Tapi tentu saja, ini adalah topik perdebatan panas. Umumnya, para ahli mengatakan bayi di bawah usia enam bulan harus selalu dimanjakan. Namun, kalau bayi sering menangis tanpa sebab, bisa jadi itu karena kolik.

Layanan Kesehatan Nasional Inggris (NHS) mengingatkan agar orang tua segera ke rumah sakit jika:

- Khawatir pada tangisan bayi

- Bayi mengalami kolik dan segala cara tidak berhasil meredakannya

- Merasa sulit menenangkannya

- Bayi tidak tumbuh atau tidak bertambah berat

- Bayi masih memiliki gejala kolik setelah usia empat bulan.

Sebuah penelitian baru mengungkapkan bahwa tangisan bayi belum mencapai puncaknya pada usia empat bulan. Itu masih akan berlanjut hingga bayi berusia enam bulan.

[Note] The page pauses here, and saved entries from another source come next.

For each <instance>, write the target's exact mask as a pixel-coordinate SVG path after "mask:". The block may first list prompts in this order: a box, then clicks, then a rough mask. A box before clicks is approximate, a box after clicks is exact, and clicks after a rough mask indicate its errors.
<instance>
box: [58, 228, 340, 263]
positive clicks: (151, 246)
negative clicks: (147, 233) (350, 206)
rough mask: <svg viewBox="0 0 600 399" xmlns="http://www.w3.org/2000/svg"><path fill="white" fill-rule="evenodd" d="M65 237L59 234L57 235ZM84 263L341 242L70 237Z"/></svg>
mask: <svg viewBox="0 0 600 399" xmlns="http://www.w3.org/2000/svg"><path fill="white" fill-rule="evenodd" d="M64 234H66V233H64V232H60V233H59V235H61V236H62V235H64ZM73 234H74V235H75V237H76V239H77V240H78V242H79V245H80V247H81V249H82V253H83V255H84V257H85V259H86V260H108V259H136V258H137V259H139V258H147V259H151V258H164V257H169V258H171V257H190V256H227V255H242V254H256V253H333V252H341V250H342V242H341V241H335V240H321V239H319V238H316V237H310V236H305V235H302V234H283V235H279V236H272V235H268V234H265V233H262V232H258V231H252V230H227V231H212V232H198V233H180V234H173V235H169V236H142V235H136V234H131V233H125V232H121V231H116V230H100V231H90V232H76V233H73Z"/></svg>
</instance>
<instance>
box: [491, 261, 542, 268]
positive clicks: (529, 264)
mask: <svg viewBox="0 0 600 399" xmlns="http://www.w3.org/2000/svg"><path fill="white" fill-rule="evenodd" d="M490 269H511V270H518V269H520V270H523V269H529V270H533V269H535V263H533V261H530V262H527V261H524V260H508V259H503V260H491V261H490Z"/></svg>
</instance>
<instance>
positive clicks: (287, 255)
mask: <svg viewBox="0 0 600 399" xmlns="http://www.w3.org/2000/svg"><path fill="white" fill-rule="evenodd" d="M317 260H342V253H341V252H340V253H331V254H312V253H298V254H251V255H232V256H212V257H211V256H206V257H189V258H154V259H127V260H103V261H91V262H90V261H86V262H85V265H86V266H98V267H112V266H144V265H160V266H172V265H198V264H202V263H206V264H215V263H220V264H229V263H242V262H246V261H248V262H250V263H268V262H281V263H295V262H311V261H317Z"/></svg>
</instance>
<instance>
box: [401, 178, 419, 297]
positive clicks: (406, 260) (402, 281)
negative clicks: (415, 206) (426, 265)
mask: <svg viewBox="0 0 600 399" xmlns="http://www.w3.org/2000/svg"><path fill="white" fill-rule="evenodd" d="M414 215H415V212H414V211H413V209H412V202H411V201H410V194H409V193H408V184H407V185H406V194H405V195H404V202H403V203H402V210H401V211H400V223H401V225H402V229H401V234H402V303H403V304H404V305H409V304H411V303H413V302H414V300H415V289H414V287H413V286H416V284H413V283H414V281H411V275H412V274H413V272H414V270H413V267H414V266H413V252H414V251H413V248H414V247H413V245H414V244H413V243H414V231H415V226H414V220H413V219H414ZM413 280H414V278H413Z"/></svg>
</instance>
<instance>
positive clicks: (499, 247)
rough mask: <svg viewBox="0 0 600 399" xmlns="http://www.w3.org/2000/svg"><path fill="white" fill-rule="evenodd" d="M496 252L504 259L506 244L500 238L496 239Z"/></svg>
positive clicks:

Para peneliti di Denmark menantang penelitian tahun 1962 yang paling otoritatif, yang mengatakan bahwa tangisan memuncak pada enam minggu, sebelum menurun ke tingkat yang rendah setelah 12 minggu. Dengan mengumpulkan data dari 17 negara, 57 proyek penelitian, dan 7.600 bayi, data tersebut lebih kuat.

"Kami telah membuat dua model matematika yang cukup mewakili data yang tersedia," kata ahli saraf Christine Parsons dari Aarhus University.